Una madre denunció ante las autoridades a un sacerdote del municipio Ayacucho por la presunta violación reiterada de su hija de 12 años, obligando a la Diócesis de San Cristóbal a iniciar una investigación canónica.
La madre de una menor de 12 años en el estado Táchira denunció formalmente a un párroco de Ayacucho por la presunta violación reiterada de su hija, según reportes de medios locales. Ante la gravedad de los señalamientos, la Diócesis de San Cristóbal emitió un comunicado, apartando al sacerdote de su oficio eclesiástico.
El suceso, que ha generado conmoción en la esfera eclesiástica y la sociedad del estado Táchira, se originó luego de que la madre de la víctima descubriera mensajes comprometedores en el teléfono de la menor. La denunciante procedió de inmediato a interponer la querella formal ante los organismos de seguridad competentes, señalando al párroco asignado a una iglesia del municipio Ayacucho como el presunto responsable de haber abusado sexualmente de su hija en reiteradas oportunidades. Según el testimonio de la madre, el sacerdote se habría valido de amenazas para coaccionar a la niña y mantenerla en silencio, lo que agrava la naturaleza de los señalamientos y amerita una respuesta rigurosa de las instancias judiciales.
Ante la gravedad de los hechos reportados, la Diócesis de San Cristóbal respondió de manera oficial este jueves 13 de noviembre. En un comunicado público, la institución eclesiástica confirmó que, desde el momento en que recibió la notificación formal por parte de las autoridades civiles venezolanas, el sacerdote implicado fue «apartado de su oficio eclesiástico». Adicionalmente, la Diócesis aseguró haber iniciado de forma inmediata una investigación canónica interna, cumpliendo con sus protocolos internos de respuesta ante este tipo de acusaciones. La institución afirmó que está prestando la debida colaboración a los organismos civiles, confiando plenamente en que la justicia «esclarecerá la verdad de los acontecimientos».

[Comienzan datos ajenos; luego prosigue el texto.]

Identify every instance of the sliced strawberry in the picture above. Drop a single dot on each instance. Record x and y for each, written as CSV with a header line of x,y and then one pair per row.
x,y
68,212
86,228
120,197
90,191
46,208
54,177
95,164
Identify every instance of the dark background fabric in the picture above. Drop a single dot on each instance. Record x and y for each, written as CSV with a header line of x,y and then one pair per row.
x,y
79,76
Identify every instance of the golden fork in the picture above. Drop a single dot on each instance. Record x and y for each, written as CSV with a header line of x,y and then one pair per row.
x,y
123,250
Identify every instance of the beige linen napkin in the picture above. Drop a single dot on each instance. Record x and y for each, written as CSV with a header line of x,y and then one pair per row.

El caso se encuentra actualmente en manos de los organismos de seguridad y del Ministerio Público, quienes tienen la responsabilidad de adelantar las averiguaciones con la celeridad y firmeza requeridas. La Diócesis de San Cristóbal ha reiterado su compromiso de cooperar plenamente con las instancias judiciales, enfatizando la protección de los derechos de todas las personas involucradas y, fundamentalmente, de los menores de edad. Este medio se mantiene vigilante del desarrollo del caso para que, de comprobarse los hechos imputados, el responsable asuma las consecuencias legales correspondientes conforme a la ley venezolana.